Thursday, January 31, 2019

Grammar

Seen in a veterinary orthopedic course brochure:




Thank you, Webhill!

15 comments:

Christine said...

I assume that this is supposed to be referring to some sort of cruiciate ligament injury, but when I see CrCL I only see creatinine clearance... #pharmacistlife

Anonymous said...

A fine example of a function that shouldn't be outsourced.

Officer Cynical said...

Smoke good. Fire bad.

Anonymous said...

Must have been written by someone who doesn't have English as their first language.

Anonymous said...

Was it written in another language first and then translated?

Packer said...

Aside from the stilted language what am I supposed to be seeing here? I kneed to know, don’t horse me around.

stacey said...

All of the product descriptions on Amazon.com are a lesson in bad Mandarin to Engrish translations.

Macha said...

What language will this course be taught in?

Anonymous said...

Whenever I see CrCl, I think kidneys, not knees nor knock knees. RPh

Anonymous said...

Whatever it is, it sounds painful.

John Woolman said...

The Merck Veterinary Manual - It should be on the bookshelf of every (human) health care professional who owns a dog or who is owned by a cat...

Anonymous said...

Cranial Cruciate Ligament. Although it is called that, I'm not sure I've seen it abbreviated like that before. More typically if it's abbreviated "CCL" or "ACL" for "Anterior Cruciate Ligament".

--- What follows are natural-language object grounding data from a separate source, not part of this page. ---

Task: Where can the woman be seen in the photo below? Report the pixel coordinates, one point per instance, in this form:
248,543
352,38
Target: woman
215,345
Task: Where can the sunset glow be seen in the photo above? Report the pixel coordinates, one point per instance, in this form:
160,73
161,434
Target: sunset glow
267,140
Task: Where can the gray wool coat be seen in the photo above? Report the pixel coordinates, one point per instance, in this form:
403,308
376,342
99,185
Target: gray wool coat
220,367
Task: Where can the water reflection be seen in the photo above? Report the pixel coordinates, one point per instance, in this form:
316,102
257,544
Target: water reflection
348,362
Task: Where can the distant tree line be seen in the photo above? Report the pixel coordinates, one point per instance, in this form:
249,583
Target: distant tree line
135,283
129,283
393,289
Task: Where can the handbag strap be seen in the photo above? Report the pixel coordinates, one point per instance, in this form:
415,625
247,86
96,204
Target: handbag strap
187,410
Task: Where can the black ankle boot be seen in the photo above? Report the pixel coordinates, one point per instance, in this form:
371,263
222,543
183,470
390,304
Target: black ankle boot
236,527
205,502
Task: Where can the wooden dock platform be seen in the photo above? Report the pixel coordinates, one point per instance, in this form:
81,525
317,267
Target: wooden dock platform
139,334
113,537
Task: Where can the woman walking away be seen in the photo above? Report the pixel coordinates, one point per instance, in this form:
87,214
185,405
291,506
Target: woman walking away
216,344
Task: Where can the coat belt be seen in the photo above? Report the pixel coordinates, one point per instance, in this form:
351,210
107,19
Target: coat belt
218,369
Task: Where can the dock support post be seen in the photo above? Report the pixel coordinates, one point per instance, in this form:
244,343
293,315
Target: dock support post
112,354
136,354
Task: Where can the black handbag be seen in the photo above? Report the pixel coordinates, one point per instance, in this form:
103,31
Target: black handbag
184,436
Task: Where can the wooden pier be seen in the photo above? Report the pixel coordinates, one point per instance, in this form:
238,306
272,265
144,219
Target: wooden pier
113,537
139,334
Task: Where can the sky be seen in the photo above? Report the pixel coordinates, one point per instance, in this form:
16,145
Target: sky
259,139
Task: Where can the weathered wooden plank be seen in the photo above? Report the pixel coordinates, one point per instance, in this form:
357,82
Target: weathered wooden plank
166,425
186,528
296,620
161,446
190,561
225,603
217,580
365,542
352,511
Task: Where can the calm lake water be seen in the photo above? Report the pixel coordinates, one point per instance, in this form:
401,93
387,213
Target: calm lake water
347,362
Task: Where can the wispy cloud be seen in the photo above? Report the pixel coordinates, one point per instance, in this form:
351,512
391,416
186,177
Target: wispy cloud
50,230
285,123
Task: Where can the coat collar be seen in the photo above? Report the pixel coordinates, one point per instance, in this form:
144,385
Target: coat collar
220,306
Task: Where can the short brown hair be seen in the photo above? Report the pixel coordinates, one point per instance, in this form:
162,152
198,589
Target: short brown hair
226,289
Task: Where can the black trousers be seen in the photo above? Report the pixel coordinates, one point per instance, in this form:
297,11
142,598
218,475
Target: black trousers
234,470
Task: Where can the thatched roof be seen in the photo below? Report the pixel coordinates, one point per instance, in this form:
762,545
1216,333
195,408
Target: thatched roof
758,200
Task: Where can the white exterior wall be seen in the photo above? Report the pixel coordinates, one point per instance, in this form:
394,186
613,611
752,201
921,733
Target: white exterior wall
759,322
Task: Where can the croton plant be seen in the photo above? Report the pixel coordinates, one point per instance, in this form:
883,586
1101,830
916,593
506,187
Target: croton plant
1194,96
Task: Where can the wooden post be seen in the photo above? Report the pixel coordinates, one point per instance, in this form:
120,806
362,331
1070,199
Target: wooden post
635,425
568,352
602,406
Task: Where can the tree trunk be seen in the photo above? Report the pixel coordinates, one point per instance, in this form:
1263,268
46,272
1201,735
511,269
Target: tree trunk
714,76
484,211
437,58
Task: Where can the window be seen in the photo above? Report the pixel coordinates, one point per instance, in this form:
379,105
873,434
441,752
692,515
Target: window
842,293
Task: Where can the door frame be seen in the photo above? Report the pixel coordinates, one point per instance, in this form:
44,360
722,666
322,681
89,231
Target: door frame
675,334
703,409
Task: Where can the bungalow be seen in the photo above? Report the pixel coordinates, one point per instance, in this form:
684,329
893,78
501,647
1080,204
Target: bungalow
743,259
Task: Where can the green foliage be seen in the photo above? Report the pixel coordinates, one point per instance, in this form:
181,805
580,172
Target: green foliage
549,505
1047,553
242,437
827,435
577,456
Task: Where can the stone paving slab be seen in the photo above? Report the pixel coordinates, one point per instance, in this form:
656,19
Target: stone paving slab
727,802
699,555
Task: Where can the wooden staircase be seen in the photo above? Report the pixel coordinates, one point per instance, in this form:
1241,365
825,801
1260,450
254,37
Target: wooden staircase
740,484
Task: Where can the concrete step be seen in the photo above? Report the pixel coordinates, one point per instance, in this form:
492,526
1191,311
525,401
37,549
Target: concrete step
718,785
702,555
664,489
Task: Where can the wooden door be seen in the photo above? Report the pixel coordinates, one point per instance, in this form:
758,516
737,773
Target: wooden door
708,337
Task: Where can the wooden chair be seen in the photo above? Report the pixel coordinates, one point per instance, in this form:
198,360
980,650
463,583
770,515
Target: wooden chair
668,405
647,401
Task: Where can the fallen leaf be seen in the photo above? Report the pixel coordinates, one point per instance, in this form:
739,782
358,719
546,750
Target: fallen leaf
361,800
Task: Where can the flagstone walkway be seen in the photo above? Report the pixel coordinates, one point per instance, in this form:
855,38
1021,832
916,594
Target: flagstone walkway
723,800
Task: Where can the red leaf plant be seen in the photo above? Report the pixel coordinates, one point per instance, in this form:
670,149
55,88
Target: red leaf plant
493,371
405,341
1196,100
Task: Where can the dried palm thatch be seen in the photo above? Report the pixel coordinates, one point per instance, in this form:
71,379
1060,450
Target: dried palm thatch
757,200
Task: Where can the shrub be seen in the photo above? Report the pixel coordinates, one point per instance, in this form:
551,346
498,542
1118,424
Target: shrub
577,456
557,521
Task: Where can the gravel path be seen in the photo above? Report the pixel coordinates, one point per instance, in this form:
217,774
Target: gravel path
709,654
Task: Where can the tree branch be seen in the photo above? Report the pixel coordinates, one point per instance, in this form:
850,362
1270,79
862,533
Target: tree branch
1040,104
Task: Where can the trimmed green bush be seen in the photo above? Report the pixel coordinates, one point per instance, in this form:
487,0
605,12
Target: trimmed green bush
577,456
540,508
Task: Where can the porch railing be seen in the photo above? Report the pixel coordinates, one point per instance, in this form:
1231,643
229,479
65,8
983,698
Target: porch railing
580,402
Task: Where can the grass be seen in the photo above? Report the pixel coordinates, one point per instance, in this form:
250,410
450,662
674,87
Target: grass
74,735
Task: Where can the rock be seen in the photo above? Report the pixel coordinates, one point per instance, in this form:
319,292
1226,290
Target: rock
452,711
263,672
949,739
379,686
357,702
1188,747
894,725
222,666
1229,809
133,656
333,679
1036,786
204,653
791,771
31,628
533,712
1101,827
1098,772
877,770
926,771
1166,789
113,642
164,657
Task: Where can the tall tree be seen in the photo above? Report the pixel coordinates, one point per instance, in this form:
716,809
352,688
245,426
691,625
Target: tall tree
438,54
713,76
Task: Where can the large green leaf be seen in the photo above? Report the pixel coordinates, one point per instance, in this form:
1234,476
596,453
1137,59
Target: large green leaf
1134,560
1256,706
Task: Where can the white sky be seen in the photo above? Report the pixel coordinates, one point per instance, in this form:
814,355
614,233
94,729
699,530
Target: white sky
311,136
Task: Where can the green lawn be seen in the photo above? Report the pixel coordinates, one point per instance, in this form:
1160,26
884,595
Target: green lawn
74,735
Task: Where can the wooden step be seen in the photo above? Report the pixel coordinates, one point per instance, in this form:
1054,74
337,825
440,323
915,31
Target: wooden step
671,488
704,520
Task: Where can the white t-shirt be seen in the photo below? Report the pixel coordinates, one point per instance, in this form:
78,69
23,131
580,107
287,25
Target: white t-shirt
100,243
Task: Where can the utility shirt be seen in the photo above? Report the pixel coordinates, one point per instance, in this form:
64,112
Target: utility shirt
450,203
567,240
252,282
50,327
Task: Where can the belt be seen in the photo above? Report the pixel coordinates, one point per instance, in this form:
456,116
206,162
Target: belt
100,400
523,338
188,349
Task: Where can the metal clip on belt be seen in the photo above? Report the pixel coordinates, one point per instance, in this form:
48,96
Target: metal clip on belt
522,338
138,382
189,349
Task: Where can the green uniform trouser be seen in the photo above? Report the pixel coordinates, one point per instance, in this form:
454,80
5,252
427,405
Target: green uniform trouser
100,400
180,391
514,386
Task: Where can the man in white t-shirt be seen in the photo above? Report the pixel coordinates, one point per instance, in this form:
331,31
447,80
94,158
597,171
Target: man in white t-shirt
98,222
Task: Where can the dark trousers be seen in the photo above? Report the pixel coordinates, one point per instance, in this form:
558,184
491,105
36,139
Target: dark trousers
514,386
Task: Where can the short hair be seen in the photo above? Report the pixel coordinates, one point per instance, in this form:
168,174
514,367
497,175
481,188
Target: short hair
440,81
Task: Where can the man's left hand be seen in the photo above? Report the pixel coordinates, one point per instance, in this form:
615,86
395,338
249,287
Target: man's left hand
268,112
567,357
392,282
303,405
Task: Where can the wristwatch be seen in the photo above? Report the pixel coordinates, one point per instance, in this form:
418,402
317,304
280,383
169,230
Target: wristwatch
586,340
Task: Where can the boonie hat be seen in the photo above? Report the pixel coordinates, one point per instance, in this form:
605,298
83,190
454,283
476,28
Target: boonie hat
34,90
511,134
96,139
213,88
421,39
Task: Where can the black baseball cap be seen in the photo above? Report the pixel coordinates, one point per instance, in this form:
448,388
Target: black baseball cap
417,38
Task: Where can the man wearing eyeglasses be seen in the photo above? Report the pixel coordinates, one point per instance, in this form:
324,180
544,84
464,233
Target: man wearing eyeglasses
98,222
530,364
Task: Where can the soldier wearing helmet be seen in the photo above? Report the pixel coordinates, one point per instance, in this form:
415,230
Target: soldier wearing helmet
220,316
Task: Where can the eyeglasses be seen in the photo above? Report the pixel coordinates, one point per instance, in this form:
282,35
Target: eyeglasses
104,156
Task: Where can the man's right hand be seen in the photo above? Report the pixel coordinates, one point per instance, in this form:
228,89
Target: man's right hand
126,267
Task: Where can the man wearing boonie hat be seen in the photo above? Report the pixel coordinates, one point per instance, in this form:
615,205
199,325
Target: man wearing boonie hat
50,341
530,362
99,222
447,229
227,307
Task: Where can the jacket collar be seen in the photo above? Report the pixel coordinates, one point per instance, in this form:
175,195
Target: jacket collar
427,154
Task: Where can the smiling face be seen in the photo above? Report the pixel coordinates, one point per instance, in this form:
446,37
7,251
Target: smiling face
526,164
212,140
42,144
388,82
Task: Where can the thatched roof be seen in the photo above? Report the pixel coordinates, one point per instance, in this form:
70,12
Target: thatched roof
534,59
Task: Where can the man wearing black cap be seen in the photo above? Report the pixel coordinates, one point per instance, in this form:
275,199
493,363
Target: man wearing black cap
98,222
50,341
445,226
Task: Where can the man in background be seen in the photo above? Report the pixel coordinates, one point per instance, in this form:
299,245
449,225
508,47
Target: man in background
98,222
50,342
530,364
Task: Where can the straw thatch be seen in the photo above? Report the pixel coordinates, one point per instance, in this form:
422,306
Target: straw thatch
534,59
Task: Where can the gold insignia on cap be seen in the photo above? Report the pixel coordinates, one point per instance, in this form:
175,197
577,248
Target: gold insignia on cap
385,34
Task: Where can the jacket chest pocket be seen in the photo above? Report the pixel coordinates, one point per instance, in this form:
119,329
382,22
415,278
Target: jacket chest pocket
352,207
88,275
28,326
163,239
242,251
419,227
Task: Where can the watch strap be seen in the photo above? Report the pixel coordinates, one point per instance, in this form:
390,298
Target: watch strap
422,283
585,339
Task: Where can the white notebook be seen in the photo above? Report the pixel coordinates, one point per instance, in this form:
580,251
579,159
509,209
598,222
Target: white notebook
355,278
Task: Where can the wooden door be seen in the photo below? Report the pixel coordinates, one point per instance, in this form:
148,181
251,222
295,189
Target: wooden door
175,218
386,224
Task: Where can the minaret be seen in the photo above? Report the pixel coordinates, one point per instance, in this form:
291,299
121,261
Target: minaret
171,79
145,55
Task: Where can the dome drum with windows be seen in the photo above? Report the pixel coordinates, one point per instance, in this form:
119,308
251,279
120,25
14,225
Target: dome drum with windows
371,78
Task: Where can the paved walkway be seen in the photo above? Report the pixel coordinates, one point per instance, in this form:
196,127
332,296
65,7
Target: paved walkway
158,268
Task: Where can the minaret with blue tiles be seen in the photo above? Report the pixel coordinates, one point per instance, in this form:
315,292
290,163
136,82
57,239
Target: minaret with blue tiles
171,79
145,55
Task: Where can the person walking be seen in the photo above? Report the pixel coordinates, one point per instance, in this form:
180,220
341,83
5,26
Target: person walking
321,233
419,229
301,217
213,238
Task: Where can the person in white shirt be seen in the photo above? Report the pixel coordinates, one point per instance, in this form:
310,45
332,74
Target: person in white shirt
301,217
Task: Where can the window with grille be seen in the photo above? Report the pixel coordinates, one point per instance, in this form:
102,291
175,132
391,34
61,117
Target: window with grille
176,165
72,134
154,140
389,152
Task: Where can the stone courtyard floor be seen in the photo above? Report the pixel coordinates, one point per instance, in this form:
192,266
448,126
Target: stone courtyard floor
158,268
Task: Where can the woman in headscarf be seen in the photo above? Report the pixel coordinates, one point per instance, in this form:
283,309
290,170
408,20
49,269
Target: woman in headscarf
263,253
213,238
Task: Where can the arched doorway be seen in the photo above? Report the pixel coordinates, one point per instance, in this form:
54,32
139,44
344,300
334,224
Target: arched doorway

And wow... I'd have a lot of trouble convincing myself to sign up for a course where I have to use grammatical extrapolation just to figure out the advertising.

Anonymous said...

It's a veterinary surgical version of snake oil? If they had enough money to bring a new product through governmental approval, you'd think they could at least pay a native English speaker to proof-read their ad copy. Or did they use all their budget for bribes?

Animals don't have an anterior aspect - they use cranial and caudal (toward head or tail), and dorsal or ventral (toward spine or abdomen)

Thoryke said...

I understand that the course _wants_ to focus on certain things, but what if something else suddenly becomes more interesting? If outside circumstances intervene? Or the teacher just walks away in despair?

vegakitty said...

Spent 25 years as a medical transcriptionist. Heard dictations that sounded just like this. Some of the worst dictating providers I ever transcribed were from native English speakers, believe it or not.